Indiana Sen. Evan Bayh says that Electoral College votes in each state won by the candidates should be tallied to determine the nominee.

“So who carried the states with the most Electoral College votes is an important factor to consider because ultimately, that’s how we choose the president of the United States,” Bayh said on CNN’s “Late Edition.”

If the Democratic Party went along with that plan – which seems highly unlikely, pundits say – Clinton would suddenly become the frontrunner, even though she trails in the number of elected delegates, the popular vote and the total number of states won.

 Clinton’s states would give her 219 Electoral College votes (excluding Florida and Michigan ), while Obama would be awarded 202. Naturally, Obama’s camp was quick to dismiss the plan as an act of desperation. 

By The New York Times’ count, Obama has 1,622 elected delegates to Clinton ’s 1,472; he leads in popular votes by 700,000; and he has won 27 states, compared to 14 for Clinton. 

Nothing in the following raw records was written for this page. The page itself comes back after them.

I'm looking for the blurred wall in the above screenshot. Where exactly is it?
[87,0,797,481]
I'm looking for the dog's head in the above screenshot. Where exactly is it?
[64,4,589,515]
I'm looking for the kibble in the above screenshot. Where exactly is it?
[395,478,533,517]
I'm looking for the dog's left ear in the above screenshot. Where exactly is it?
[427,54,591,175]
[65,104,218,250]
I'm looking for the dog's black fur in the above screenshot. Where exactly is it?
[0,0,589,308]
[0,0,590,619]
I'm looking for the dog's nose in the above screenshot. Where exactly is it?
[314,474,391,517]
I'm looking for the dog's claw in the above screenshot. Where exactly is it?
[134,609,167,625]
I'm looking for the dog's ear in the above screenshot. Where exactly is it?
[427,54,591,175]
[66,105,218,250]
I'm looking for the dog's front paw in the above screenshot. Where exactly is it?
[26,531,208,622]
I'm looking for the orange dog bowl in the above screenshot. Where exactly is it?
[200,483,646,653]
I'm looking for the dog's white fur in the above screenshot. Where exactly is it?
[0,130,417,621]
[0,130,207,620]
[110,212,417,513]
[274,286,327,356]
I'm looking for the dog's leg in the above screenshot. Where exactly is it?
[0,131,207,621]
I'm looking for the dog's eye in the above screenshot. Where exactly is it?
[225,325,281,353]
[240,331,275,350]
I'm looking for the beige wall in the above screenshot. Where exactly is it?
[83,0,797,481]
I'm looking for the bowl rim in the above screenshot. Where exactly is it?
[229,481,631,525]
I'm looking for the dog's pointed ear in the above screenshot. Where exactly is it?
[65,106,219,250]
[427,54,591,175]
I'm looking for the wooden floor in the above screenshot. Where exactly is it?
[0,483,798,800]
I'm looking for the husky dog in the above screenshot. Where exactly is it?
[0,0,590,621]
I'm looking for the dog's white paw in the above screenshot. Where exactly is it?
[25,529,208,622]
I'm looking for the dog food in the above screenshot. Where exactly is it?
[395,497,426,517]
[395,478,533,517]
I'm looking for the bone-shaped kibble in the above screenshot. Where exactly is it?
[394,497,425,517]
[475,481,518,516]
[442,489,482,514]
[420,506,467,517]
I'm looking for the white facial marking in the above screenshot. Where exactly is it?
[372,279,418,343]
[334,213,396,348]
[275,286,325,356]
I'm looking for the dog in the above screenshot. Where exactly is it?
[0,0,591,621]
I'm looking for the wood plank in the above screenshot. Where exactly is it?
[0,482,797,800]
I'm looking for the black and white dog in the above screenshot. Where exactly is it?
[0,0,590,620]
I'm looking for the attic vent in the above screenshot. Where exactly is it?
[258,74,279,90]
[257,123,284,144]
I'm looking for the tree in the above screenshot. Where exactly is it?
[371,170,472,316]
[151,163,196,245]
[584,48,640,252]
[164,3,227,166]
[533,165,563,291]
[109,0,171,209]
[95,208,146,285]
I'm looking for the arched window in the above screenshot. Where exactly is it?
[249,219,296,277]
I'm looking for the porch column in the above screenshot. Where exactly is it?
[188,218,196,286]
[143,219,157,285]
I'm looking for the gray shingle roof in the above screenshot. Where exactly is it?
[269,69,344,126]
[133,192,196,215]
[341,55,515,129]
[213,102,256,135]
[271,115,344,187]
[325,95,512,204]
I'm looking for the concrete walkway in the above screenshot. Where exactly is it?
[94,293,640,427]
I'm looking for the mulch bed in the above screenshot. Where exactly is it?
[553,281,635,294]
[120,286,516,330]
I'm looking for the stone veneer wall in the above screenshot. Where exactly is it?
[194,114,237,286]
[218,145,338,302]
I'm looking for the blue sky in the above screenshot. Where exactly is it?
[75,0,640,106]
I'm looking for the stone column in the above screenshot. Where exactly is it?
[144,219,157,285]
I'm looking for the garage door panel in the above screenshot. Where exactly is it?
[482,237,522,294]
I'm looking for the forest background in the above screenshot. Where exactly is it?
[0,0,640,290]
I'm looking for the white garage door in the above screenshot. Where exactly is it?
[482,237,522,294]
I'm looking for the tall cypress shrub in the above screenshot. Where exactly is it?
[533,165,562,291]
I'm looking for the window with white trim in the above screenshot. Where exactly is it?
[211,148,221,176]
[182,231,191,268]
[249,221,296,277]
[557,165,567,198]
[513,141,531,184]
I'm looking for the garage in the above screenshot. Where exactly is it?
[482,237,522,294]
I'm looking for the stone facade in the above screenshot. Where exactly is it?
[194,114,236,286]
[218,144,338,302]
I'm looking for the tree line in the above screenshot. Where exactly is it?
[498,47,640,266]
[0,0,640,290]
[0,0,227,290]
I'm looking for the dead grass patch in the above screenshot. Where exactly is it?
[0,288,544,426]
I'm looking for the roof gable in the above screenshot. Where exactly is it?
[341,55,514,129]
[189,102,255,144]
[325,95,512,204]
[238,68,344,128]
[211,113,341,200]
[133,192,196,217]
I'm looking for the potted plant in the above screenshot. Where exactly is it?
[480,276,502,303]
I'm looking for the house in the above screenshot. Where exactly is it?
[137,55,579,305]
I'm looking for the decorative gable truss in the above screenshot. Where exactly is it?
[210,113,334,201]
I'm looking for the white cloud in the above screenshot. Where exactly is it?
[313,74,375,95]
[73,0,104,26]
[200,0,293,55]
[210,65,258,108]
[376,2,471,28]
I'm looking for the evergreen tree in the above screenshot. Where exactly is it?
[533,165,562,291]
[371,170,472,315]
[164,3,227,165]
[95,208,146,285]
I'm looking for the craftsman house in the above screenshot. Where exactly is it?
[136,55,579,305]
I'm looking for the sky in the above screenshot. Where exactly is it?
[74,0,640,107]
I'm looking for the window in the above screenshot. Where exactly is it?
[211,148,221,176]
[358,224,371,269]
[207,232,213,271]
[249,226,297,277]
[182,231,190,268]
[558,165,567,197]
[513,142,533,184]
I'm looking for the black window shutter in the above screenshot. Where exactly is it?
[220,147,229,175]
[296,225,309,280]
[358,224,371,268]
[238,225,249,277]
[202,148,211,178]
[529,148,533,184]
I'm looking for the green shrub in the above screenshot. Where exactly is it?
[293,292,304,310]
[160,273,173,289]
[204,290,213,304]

A newly released national poll also shows Obama up by 3 percentage points, a 10-percent turnaround since the Illinois senator’s likeability plummeted amid the uproar over his pastor, the Rev. Jeremiah Wright. It’s curious that Clinton ’s camp would point to the Electoral College as the last bastion of fairness considering the New York senator’s longstanding position on the institution.

In 2000, when Florida’s 25 electoral was the straw that tipped the scale toward George W. Bush over the collector of the most popular votes, Vice President Al Gore, Hillary Clinton, a newly elected senator, was incredulous.

“I believe strongly that in a democracy, we should respect the will of the people and to me, that means it’s time to do away with the Electoral College and move to the popular election of our president,” she railed at the time.